Seven-year-old Adriana and Kurtis, who is six, haven't travelled to support the team at the Play-off finals weekend in Nottingham, but before daddy and his team-mates flew out yesterday afternoon they had one special request – to bring the trophy home for them.
And 37-year-old Elfring, the elder statesman in a hugely experienced Belfast Giants team, is determined to oblige by adding the Play-off title to the Elite League championship.
The Giants face the Fife Flyers in this afternoon's semi-final at Nottingham's National Ice Centre (1pm), with a final clash against either Braehead Clan or the Sheffield Steelers tomorrow if they get through.
"I said earlier in the season that it would be great for me and for my kids to see me win something because they are at the right age now," said Elfring.
"My daughter was only born when I won the first one seven years ago and they have no recollection, but they are at the age now where they will remember and it would be a special memory for me and the kids.
"It was just too much to organise for them to come to Nottingham for the weekend, but they are interested and they love coming to the games.

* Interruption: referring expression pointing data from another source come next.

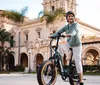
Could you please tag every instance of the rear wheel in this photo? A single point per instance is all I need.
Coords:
(47, 73)
(73, 77)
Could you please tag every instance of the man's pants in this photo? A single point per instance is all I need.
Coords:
(64, 49)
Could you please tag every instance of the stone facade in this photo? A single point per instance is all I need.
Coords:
(34, 42)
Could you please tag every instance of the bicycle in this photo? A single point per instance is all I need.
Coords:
(47, 73)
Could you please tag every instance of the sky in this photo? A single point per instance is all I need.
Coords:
(88, 11)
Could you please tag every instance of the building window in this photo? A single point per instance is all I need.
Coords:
(53, 8)
(12, 41)
(38, 30)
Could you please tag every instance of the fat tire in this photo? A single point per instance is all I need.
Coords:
(40, 73)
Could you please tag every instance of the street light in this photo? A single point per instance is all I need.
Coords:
(29, 51)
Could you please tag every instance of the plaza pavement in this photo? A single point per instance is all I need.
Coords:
(31, 79)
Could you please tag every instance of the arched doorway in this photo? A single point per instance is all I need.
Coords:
(24, 60)
(39, 60)
(11, 62)
(92, 57)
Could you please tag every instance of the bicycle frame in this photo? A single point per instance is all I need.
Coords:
(57, 59)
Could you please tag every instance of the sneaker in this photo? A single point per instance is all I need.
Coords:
(81, 83)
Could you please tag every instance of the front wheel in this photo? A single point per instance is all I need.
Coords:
(47, 73)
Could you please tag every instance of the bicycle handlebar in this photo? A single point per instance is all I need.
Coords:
(58, 36)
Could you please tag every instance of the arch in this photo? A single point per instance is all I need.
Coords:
(39, 59)
(91, 55)
(24, 60)
(88, 48)
(11, 61)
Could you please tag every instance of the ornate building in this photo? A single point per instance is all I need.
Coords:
(32, 43)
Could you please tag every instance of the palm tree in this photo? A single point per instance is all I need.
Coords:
(51, 17)
(4, 51)
(17, 17)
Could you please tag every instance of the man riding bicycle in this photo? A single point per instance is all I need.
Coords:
(73, 41)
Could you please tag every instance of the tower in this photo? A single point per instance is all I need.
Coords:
(51, 5)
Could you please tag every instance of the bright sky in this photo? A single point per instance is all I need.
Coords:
(87, 10)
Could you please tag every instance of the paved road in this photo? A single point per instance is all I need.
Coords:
(30, 79)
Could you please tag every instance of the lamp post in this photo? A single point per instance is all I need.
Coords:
(29, 62)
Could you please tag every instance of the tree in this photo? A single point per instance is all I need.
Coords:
(51, 17)
(17, 17)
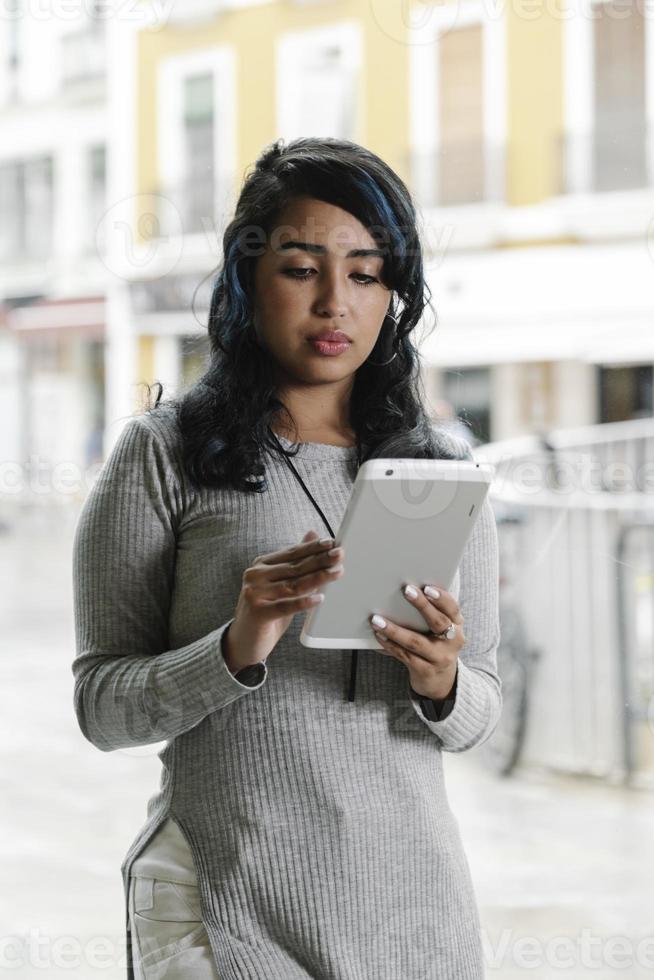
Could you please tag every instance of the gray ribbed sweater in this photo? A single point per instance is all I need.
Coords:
(320, 828)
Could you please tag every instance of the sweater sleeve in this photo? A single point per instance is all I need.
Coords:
(477, 706)
(129, 688)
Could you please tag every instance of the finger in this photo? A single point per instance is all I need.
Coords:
(390, 649)
(445, 602)
(436, 620)
(298, 551)
(407, 639)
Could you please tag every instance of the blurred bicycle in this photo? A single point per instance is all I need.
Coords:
(515, 657)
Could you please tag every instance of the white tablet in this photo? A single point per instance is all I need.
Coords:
(407, 520)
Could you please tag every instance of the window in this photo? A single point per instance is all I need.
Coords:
(12, 208)
(625, 392)
(318, 82)
(38, 215)
(468, 390)
(26, 205)
(199, 163)
(96, 189)
(326, 93)
(458, 105)
(619, 146)
(195, 358)
(461, 122)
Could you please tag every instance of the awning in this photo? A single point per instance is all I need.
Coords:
(80, 317)
(590, 303)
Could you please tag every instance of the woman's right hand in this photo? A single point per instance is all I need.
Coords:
(275, 587)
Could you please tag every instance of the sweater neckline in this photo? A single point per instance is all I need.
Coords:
(318, 450)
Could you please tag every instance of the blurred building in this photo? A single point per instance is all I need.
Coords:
(53, 149)
(526, 141)
(533, 161)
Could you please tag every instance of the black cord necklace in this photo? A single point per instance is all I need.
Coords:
(354, 653)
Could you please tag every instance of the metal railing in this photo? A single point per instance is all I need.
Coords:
(581, 568)
(459, 173)
(611, 158)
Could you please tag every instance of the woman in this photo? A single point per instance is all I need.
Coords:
(301, 829)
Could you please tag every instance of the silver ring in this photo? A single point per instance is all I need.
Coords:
(447, 634)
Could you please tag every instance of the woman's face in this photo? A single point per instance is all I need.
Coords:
(299, 292)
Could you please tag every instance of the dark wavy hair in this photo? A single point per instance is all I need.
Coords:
(224, 417)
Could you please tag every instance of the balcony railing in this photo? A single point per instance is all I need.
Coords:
(459, 173)
(611, 158)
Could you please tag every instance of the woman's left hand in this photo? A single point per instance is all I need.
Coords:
(431, 662)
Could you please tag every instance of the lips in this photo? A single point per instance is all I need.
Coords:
(332, 337)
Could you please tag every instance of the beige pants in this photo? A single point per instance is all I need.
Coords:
(169, 939)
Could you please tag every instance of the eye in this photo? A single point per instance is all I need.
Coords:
(297, 274)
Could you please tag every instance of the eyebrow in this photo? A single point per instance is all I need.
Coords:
(321, 250)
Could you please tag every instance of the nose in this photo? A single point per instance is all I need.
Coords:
(331, 300)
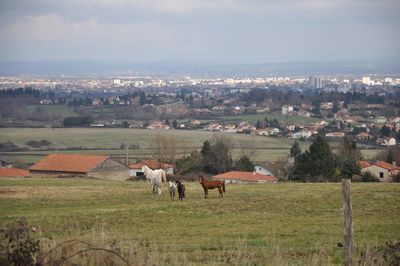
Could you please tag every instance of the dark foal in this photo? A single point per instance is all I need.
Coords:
(211, 184)
(181, 190)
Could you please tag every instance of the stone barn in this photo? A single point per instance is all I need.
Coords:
(69, 165)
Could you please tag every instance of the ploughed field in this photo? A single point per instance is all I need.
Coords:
(274, 224)
(107, 141)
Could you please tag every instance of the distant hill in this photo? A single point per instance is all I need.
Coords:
(196, 69)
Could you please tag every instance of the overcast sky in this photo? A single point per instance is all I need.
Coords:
(217, 31)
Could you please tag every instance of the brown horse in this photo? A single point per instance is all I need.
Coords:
(211, 184)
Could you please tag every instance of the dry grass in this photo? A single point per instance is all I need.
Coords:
(275, 224)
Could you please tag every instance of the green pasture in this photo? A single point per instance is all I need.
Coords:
(254, 224)
(108, 140)
(59, 110)
(261, 117)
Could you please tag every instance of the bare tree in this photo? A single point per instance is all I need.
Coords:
(164, 147)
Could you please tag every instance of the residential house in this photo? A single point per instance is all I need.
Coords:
(135, 169)
(246, 126)
(335, 134)
(363, 136)
(65, 165)
(158, 125)
(326, 105)
(262, 132)
(301, 134)
(286, 109)
(214, 127)
(382, 170)
(13, 172)
(245, 177)
(388, 141)
(380, 120)
(231, 128)
(269, 168)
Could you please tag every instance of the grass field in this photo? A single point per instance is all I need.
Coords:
(258, 148)
(274, 224)
(261, 117)
(108, 140)
(60, 110)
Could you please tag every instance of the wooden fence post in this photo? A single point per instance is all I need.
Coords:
(348, 222)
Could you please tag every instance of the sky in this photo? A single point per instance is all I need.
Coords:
(210, 31)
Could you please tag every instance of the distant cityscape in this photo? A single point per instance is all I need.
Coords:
(366, 107)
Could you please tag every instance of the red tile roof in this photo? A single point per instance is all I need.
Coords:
(152, 164)
(13, 172)
(75, 163)
(387, 166)
(363, 164)
(246, 176)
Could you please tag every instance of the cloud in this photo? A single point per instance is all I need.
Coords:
(214, 30)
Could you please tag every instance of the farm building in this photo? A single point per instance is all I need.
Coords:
(135, 169)
(245, 177)
(269, 168)
(95, 166)
(13, 172)
(382, 170)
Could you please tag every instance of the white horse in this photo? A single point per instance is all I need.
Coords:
(155, 178)
(172, 188)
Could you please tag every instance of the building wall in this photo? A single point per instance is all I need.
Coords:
(135, 172)
(110, 165)
(376, 171)
(55, 174)
(110, 175)
(262, 170)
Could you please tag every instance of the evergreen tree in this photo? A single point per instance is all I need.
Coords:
(316, 162)
(175, 124)
(348, 150)
(389, 157)
(217, 157)
(295, 150)
(244, 164)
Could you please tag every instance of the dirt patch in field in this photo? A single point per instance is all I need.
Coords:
(7, 191)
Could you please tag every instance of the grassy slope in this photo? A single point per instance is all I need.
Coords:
(112, 138)
(61, 110)
(261, 117)
(258, 148)
(295, 218)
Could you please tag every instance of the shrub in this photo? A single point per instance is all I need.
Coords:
(21, 248)
(368, 177)
(38, 143)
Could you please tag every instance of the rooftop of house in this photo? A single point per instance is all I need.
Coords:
(246, 176)
(13, 172)
(76, 163)
(152, 164)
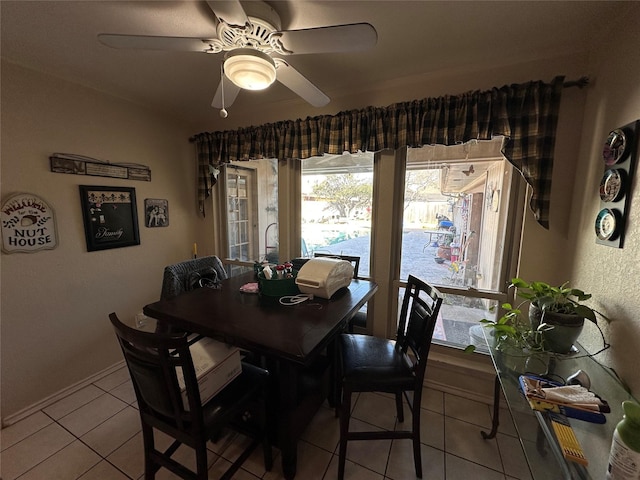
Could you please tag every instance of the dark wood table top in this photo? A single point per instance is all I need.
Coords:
(261, 324)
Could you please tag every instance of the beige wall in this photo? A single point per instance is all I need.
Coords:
(611, 274)
(55, 330)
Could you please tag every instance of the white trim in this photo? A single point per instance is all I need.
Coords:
(65, 392)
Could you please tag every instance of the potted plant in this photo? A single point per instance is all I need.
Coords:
(559, 308)
(556, 318)
(511, 332)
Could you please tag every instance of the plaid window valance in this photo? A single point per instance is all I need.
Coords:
(526, 114)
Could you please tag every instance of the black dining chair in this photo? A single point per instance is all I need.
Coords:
(360, 318)
(153, 359)
(373, 364)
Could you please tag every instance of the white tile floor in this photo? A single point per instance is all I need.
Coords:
(94, 434)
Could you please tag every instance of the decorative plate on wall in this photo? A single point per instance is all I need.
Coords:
(615, 147)
(611, 185)
(607, 225)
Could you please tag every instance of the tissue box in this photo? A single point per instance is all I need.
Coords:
(216, 365)
(278, 287)
(323, 276)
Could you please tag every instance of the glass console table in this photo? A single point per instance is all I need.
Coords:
(540, 447)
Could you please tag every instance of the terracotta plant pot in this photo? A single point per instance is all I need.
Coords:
(566, 328)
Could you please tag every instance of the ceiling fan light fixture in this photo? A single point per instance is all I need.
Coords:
(250, 69)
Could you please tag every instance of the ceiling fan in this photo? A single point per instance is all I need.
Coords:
(253, 43)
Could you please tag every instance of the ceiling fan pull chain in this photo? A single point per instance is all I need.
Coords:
(223, 112)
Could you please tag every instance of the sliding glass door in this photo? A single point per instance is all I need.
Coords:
(448, 215)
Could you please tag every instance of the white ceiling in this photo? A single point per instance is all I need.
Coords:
(415, 37)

"They have asked me when I am going to bring the trophy home to let them see it – so I want to win the Play-offs so that I can do that for them."
The Giants' four league title successes and two previous Play-off wins have all been stand alone – they have never won another trophy in the same season as one of the big prizes.

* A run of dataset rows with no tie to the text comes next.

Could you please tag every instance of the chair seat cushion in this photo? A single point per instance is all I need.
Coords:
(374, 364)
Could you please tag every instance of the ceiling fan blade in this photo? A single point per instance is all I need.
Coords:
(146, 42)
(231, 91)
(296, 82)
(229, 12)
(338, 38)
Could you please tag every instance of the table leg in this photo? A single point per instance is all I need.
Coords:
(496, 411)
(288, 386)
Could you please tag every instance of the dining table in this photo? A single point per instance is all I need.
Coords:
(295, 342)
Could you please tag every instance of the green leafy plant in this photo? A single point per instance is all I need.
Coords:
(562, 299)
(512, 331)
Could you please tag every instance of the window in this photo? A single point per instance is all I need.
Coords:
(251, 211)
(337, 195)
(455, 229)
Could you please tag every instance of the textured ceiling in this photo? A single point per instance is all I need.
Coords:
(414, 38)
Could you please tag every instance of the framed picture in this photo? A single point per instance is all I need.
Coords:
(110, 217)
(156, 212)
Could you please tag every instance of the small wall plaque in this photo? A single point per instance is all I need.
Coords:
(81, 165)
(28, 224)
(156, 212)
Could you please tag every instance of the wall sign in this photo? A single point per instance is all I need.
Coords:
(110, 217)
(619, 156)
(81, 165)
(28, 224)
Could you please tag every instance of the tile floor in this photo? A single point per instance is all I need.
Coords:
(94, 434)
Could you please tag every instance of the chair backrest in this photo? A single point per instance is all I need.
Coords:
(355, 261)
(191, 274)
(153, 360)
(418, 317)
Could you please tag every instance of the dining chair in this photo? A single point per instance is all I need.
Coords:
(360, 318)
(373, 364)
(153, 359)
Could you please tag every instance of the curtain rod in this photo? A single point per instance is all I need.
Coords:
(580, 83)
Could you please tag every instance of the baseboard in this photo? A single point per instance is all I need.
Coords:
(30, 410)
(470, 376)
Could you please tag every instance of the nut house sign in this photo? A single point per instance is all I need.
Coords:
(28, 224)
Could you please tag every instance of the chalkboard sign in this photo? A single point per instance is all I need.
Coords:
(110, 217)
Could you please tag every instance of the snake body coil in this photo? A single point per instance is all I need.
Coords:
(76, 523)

The opportunity to make history has presented itself to the 2014 team and after missing out on a clean sweep when they lost to the Nottingham Panthers in the final of the Challenge Cup, Elfring revealed that the team will be motivated this weekend by the pain of that defeat.

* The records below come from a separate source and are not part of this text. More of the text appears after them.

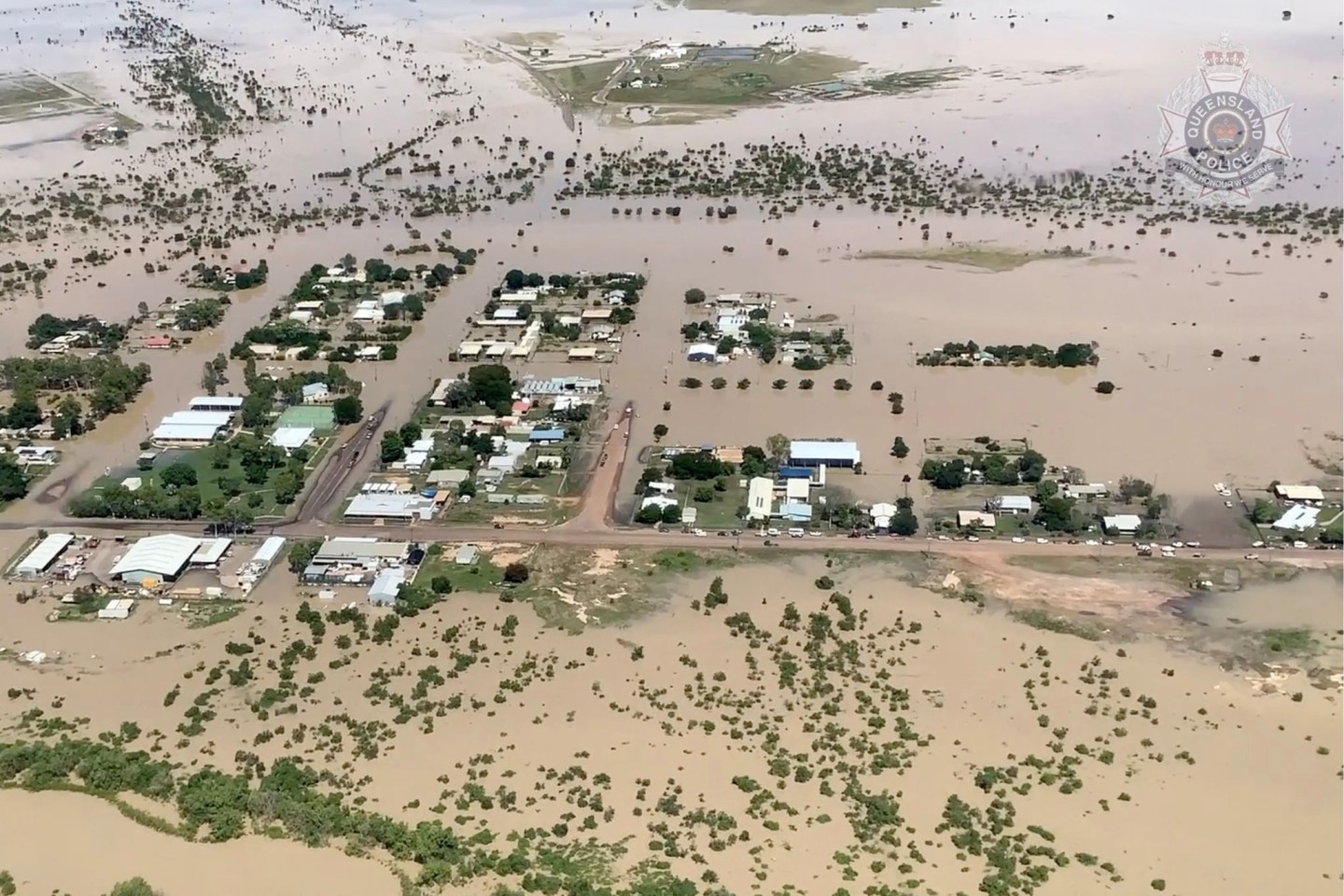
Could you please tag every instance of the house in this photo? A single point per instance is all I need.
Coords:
(386, 586)
(546, 437)
(811, 453)
(43, 553)
(315, 392)
(292, 437)
(446, 477)
(702, 354)
(1084, 492)
(1123, 523)
(217, 403)
(1013, 504)
(760, 497)
(882, 513)
(1298, 493)
(974, 520)
(399, 508)
(1298, 519)
(156, 558)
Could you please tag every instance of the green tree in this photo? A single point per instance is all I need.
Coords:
(347, 410)
(301, 553)
(177, 474)
(1057, 514)
(391, 449)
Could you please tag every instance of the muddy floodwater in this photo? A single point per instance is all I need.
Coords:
(635, 721)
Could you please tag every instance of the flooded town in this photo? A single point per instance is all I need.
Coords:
(695, 448)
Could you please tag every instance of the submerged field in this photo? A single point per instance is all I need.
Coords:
(793, 727)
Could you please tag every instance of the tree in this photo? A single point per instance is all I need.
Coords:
(391, 448)
(491, 385)
(177, 474)
(410, 433)
(14, 483)
(1130, 488)
(1057, 514)
(348, 410)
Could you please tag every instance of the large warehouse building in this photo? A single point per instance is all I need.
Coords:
(808, 453)
(159, 558)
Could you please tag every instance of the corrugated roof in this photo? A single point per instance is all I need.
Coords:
(45, 553)
(269, 550)
(210, 551)
(164, 555)
(808, 450)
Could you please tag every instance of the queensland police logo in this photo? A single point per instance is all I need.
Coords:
(1225, 131)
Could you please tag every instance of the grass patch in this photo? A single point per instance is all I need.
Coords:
(980, 256)
(1038, 618)
(1294, 642)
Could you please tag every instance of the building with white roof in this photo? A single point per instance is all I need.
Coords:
(1298, 519)
(292, 437)
(210, 551)
(402, 508)
(760, 497)
(156, 558)
(1123, 523)
(1013, 503)
(43, 553)
(1298, 493)
(811, 453)
(218, 403)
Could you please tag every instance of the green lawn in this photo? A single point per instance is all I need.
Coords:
(208, 479)
(440, 562)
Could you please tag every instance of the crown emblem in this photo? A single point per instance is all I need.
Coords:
(1224, 62)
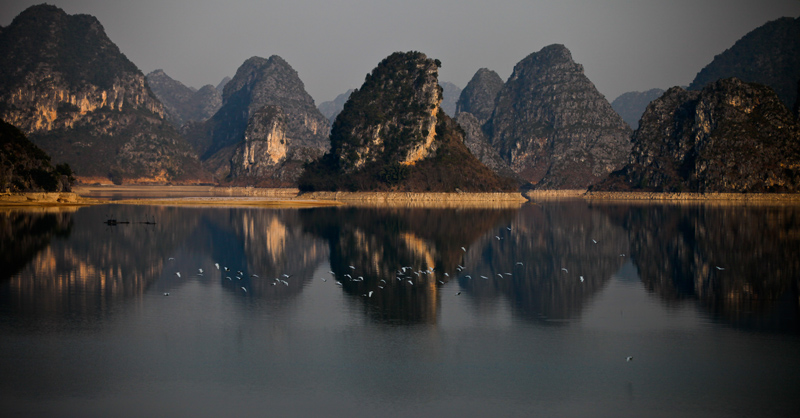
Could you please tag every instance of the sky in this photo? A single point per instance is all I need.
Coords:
(624, 45)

"We had a bad night in Nottingham the last time that we were here and this time we want to leave with a better feeling," said Elfring.
"We haven't played at our best since we won the league and maybe people doubt us because of that, so we have a point to prove and we are determined to prove it.
"There is a huge opportunity here for us to win the Play-offs and make this a really special season.
"We have won the league and there is a lot of pride and prestige in that, but as a north-American the one that we want to win is the Play-offs – and it is nice to finish the season as winners too."
Fife only just scraped into the Play-offs by beating Braehead in their last league game, before shocking the Dundee Stars – who had finished third in the league – in last weekend's quarter-finals.
Giants coach Paul Adey, however, is playing down the favourites tag that has been attached to his team this weekend.
"We're in the Play-offs and when it gets to the semi-finals I don't think anyone is the favourites," he said.
"Everyone who is here is a good team and it will be a tough game against Fife.
"Throughout the league this season every team has been capable of beating everyone else and I think Fife has won against all the other teams at some stage of the season.
"There is a trophy there at the end of the weekend and everyone is after it."
The Giants go into the weekend without the injured Craig Peacock and a late decision will be made on the fitness of captain Adam Keefe.